Il faut essayer d’imaginer cette Amérique-là _ en effet _ pour comprendre le courage de Stanley Ann, qui épousa _ c’était le 2 février 1961, à Maui _ à dix-huit ans, enceinte de quatre mois, le jeune et brillant étudiant kenyan Barack Obama senior, premier Africain admis à l’Université de Hawaï  Il avait 25 ans et était arrivé à Hawaï en 1959, grâce à une bourse du gouvernement kenyan partiellement financée par les États-Unis, destinée à aider les étudiants africains les plus doués à se former dans les universités américaines, pour rentrer ensuite dans leur pays et constituer une élite compétente et moderne. Barack senior avait grandi sur les rives du lac Victoria _ au nord-ouest du Kenya _, dans une famille de la tribu Luo. Il avait passé son enfance à s’occuper du bétail de son père, l’un des chefs de la tribu, en fréquentant l’école du village. Une première bourse lui avait permis de s’inscrire au lycée de Nairobi _ la capitale du Kenya. Il était venu étudier l’économie à Hawaï, et obtint son diplôme en trois ans avec les meilleures notes de sa classe. Il rencontra Stanley Ann à un cours de russe, qu’elle suivait probablement parce que ce pays si différent des États-Unis l’attirait et la faisait rêver à l’accomplissement de ses « rêves«  de jeune athée marxiste depuis les lointaines îles Hawaï.
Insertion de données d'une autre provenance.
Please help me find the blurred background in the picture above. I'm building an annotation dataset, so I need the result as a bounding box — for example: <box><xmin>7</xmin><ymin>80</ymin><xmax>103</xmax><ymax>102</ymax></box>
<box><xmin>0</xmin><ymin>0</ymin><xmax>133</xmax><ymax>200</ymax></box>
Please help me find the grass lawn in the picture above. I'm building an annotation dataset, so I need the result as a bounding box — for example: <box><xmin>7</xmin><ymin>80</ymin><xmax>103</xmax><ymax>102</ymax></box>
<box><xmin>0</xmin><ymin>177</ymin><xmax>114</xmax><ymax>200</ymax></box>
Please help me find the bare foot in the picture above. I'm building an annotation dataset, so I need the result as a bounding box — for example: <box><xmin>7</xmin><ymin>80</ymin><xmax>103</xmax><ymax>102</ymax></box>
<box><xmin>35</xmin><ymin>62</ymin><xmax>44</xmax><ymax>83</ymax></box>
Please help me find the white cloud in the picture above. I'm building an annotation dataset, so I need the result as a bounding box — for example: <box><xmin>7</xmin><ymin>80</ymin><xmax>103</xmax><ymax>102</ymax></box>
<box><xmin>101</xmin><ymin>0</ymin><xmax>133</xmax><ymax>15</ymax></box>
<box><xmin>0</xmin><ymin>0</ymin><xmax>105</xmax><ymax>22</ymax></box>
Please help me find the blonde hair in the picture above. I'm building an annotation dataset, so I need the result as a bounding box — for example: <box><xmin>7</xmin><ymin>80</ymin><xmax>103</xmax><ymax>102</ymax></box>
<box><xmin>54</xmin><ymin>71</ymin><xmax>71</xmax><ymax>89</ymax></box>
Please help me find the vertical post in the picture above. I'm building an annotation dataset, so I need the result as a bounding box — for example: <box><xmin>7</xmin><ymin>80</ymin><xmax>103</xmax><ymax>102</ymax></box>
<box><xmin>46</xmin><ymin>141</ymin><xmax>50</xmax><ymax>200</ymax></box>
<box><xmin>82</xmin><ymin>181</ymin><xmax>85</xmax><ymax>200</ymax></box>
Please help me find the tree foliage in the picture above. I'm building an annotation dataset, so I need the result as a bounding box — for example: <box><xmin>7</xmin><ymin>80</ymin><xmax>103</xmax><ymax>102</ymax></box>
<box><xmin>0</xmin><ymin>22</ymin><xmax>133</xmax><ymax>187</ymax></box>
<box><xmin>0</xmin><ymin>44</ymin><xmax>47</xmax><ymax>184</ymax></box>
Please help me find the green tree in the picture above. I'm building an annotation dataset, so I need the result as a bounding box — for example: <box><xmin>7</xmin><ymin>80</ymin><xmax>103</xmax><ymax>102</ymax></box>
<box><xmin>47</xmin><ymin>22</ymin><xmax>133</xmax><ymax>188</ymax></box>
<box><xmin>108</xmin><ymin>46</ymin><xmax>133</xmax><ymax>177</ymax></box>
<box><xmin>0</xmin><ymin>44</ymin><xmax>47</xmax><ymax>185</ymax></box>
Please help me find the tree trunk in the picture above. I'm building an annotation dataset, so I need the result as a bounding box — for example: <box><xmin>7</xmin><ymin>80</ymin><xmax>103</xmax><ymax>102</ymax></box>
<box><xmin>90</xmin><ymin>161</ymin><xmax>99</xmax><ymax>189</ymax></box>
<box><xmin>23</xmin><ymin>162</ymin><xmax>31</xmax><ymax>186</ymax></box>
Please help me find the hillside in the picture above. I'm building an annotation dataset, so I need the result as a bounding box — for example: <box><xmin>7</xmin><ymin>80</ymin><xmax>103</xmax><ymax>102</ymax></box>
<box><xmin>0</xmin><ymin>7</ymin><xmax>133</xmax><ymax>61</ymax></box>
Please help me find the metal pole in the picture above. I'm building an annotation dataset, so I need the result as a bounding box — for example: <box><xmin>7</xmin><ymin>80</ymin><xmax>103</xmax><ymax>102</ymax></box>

Stanley Ann était une jeune fille timide, studieuse et rêveuse. Elle était née à Fort Leavenworth, dans le Kansas, où son père faisait son service militaire. Ses parents, tous les deux originaires du Kansas, s’étaient rencontrés _ et mariés, le 5 mai _ en 1940 à Wichita, la ville la plus importante du Kansas. Sa mère appartenait à une famille respectable : des gens qui n’avaient jamais perdu leur travail, même pendant la grande dépression, et qui vivaient très correctement grâce à une concession à une compagnie pétrolière sur leurs terres. Son père venait d’une famille plus compliquée, aux revenus modestes : élevé par ses grands-parents, il avait été un adolescent particulièrement rebelle et renfermé, notamment après le suicide de sa mère. Ce caractère difficile lui resta à jamais ; il se montra sarcastique et sévère avec Stanley Ann. Sa fille commença très tôt à se détacher de lui et à manifester une véritable intolérance pour ses manières fortes et frustes, son excessive simplicité intellectuelle et le style obtus et masculin avec lequel il conduisait les affaires familiales.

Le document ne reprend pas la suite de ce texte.